Many feel that they operate a white "old boys' network" which also extends to the search for jobs after graduating, according to the research by the Institute for Employment Studies. This leads to students from ethnic minority groups being more likely to get lower-grade degrees and lower- paid jobs than white graduates.

The students felt that even those with the best degrees ended up taking jobs which were below them - often for companies that wanted a "black face" to boost their image.

The research showed that ethnic minority students were more likely to go to "new" universities, despite the fact that many had the same or better A-level grades than whites who went to "old" universities.

The IES studied questionnaires from 1,177 graduates from two old and two new universities, then followed up by analysing 272 individuals.

Ethnic minorities make up 12 per cent of Britain's students - even though they represent a little over 6 per cent of the population. But they make up 30 per cent of some former polytechnics which have been converted into universities.
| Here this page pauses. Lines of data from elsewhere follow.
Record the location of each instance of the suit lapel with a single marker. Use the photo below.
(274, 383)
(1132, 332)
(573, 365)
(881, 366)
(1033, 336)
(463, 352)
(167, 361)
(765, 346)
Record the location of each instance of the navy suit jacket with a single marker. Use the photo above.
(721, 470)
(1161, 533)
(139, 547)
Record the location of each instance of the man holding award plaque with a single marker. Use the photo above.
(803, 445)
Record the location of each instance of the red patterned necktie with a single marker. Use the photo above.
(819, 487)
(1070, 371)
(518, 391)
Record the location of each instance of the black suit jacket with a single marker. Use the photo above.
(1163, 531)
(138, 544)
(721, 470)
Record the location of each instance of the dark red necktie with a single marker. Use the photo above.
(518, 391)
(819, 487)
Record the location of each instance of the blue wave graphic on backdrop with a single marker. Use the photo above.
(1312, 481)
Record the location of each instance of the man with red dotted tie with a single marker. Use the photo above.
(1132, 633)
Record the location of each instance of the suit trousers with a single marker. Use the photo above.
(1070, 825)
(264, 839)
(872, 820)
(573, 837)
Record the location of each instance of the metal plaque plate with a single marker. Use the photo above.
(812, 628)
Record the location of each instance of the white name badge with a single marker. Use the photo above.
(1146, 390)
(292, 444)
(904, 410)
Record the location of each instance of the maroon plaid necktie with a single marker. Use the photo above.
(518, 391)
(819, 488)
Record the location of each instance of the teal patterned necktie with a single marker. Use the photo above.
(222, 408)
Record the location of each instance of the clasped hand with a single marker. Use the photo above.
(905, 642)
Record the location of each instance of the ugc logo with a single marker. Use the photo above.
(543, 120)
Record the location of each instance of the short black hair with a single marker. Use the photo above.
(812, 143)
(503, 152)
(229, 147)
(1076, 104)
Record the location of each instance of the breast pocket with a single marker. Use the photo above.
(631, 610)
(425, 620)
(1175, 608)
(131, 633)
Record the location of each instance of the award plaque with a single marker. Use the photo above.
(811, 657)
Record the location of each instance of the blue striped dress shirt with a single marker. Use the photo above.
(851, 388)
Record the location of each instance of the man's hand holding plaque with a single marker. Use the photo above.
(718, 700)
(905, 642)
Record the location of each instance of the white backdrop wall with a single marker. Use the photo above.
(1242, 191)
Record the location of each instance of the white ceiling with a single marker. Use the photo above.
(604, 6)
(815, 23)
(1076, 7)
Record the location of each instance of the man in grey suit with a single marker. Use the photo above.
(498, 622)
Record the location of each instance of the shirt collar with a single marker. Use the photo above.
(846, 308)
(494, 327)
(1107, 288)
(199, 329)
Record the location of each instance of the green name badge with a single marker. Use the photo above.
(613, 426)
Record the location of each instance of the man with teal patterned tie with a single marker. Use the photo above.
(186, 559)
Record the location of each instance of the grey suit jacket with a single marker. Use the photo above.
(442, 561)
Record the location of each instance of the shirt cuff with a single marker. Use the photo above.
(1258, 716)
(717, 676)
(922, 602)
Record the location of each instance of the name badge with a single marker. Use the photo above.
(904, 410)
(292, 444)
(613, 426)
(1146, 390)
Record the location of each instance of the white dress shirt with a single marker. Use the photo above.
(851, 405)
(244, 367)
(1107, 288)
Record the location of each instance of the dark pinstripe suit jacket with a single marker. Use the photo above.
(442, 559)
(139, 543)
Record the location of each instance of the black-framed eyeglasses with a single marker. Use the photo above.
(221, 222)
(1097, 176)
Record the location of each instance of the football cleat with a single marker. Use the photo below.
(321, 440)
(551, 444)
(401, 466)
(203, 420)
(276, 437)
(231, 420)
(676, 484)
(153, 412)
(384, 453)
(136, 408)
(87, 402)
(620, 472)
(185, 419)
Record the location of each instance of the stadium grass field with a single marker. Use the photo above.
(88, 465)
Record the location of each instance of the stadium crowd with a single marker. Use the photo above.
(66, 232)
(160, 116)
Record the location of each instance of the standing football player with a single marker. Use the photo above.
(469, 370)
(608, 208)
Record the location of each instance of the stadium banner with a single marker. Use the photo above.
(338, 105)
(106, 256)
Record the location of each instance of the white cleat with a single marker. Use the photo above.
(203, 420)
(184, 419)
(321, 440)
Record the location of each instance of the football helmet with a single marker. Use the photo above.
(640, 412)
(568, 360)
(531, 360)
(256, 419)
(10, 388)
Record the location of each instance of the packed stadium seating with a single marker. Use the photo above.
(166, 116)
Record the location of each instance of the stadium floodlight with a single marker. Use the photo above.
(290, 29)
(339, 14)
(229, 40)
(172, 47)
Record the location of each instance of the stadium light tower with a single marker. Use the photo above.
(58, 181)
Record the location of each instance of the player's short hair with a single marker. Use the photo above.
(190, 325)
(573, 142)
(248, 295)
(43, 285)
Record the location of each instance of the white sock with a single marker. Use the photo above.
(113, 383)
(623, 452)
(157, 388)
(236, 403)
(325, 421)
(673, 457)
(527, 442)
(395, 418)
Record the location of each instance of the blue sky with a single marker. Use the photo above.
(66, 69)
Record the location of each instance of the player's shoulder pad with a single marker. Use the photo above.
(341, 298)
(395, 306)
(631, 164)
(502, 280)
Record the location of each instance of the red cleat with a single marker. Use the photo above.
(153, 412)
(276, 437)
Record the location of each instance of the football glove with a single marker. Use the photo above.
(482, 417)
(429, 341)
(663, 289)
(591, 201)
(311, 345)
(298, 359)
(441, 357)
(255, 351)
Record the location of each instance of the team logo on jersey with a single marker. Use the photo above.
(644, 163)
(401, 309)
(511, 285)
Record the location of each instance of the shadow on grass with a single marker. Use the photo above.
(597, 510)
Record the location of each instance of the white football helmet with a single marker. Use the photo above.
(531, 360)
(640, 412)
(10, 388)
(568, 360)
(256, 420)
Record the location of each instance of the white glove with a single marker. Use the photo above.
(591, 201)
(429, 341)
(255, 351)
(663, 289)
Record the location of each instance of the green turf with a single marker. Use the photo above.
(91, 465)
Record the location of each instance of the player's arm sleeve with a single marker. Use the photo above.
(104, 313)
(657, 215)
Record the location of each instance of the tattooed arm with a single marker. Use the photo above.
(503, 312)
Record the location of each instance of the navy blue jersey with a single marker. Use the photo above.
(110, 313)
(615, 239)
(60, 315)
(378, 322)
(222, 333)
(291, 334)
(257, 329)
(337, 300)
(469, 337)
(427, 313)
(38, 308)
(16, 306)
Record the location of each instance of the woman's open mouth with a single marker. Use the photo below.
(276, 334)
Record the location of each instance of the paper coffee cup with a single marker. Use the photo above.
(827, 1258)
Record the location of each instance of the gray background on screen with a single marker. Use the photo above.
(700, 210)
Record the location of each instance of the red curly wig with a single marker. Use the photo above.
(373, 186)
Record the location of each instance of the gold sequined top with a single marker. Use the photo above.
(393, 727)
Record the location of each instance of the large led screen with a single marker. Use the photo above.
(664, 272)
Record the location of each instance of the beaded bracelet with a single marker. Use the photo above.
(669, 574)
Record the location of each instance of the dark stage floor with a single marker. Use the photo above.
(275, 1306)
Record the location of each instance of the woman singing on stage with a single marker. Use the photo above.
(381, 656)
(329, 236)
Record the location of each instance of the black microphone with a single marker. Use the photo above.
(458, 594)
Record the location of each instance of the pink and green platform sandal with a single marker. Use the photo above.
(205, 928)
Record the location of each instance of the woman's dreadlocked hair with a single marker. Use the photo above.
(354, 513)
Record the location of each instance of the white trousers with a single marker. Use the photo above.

An institute research fellow, Ivana La Vall, said: "There is a class and cultural difference at old universities which affects minorities. Many have told us they felt under pressure to 'act white' as they put it. Asian girls who wore traditional dresses felt uneasy. They also felt it was hard to explain that they did not want to go to the pub all night and that their culture meant they did not drink and went home early.

"Even black students at old universities did not like the rugby-club culture and felt isolated. It can be a class issue for many from, say, inner cities.

"Some told us they felt the old universities operated an old white-boys network. Many felt the same discrimination when looking for work,"

Forty per cent of ethnic minority students had to make 15 or more applications before getting a job, compared to around 25 per cent of whites. The average Asian or black graduate took 4.6 months to find their first permanent job compared to 3.9 months for whites.